Dopo il successo di “Blacklands” e “Negli occhi dell’assassino”, la scrittrice e sceneggiatrice britannica Belinda Bauer conclude la trilogia con un vero coup de theatre, creando un thriller che fin dalle primissime pagine, anche senza necessariamente aver letto i due capitoli precedenti, si rivela incredibilmente intrigante e capace di rimanere impresso nella mente.

Ritroviamo i personaggi che avevano caratterizzato i capitoli precedenti: Steven Lamb, il bambino sopravvissuto diventato ormai un ragazzo, Jonas Holly, il poliziotto che dopo la morte della moglie si è chiuso totalmente nel suo mondo di oscurità e depressione, e l’ispettore Richards che, dopo aver fallito la promessa fatta al collega di trovare l’assassino della moglie, cerca di riscattarsi in un nuovo complicatissimo caso che vede come fulcro il rapimento di cinque bambini. Sono spariti la figlia adolescente del guardiacaccia John Took, il figlio di una coppia di turisti, il figlio speciale del maestro Peach e due tranquille e dolci bambine.

Le vittime sembrano non avere nulla in comune a parte il fatto che il loro aguzzino, soprannominato quasi immediatamente “il Pifferaio”, li ha rapiti mentre attendevano all’interno delle auto dei genitori o di chi li aveva in custodia per lasciare al loro posto un bigliettino che riporta un inflessibile giudizio “Voi non li amate”.

In una società basata sulla caccia, dove le persone imparano fin da subito a rimboccarsi le maniche ed obbedire agli ordini dei superiori, il terrore inizia a dilagare sotto forma di una mano guantata venuta a risanare un terrificante torto e portare via ciò che hanno di più caro.

Per buona parte della lettura la narrazione è tranquilla, scorrevole e dotata di un buon stile di scrittura, tranquillità che però viene improvvisamente distrutta quando si viene catapultati all’interno del cuore oscuro della vicenda, quando il Pifferaio si rivela in tutta la sua assurda follia.

Da quel momento in poi il lettore dovrà affrontare una lunga serie di descrizioni a dir poco cruente (forse un po’ troppo, per una persona impressionabile come me) ma assolutamente imperdibili per chi è alla ricerca di veri e palpabili brividi.
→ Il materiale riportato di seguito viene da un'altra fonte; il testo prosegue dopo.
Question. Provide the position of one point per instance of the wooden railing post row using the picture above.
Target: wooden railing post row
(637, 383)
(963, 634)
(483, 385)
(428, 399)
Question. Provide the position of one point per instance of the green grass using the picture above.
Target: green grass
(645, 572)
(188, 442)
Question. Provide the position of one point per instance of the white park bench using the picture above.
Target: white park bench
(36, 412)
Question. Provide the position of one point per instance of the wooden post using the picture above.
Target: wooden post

Una lettura che non può non sconvolgere e che scava nel profondo dell’animo umano, di tutto ciò a cui un uomo può tenere, e alle conseguenze a cui lo si porta privandolo di esso. Uno dei pochissimi thriller in cui si può addirittura arrivare a fare ciò che mai si sarebbe immaginato, ossia comprendere le azioni dell’assassino.

Belinda Bauer


È nata in Inghilterra il 24 dicembre 1962 ma è crescita prima in Sudafrica e poi a Cardiff dove ha iniziato a lavorare come giornalista e sceneggiatrice, aggiudicandosi un Bafta dedicato agli autori emergenti inglesi per la sceneggiatura di “The Locker Room”. Il suo esordio in letteratura è avvenuto nel 2009 con la pubblicazione di “Blacklands” primo romanzo della trilogia, con cui ha vinto il premio Gold Dagger assegnato alle Crime Writers’ Associasion.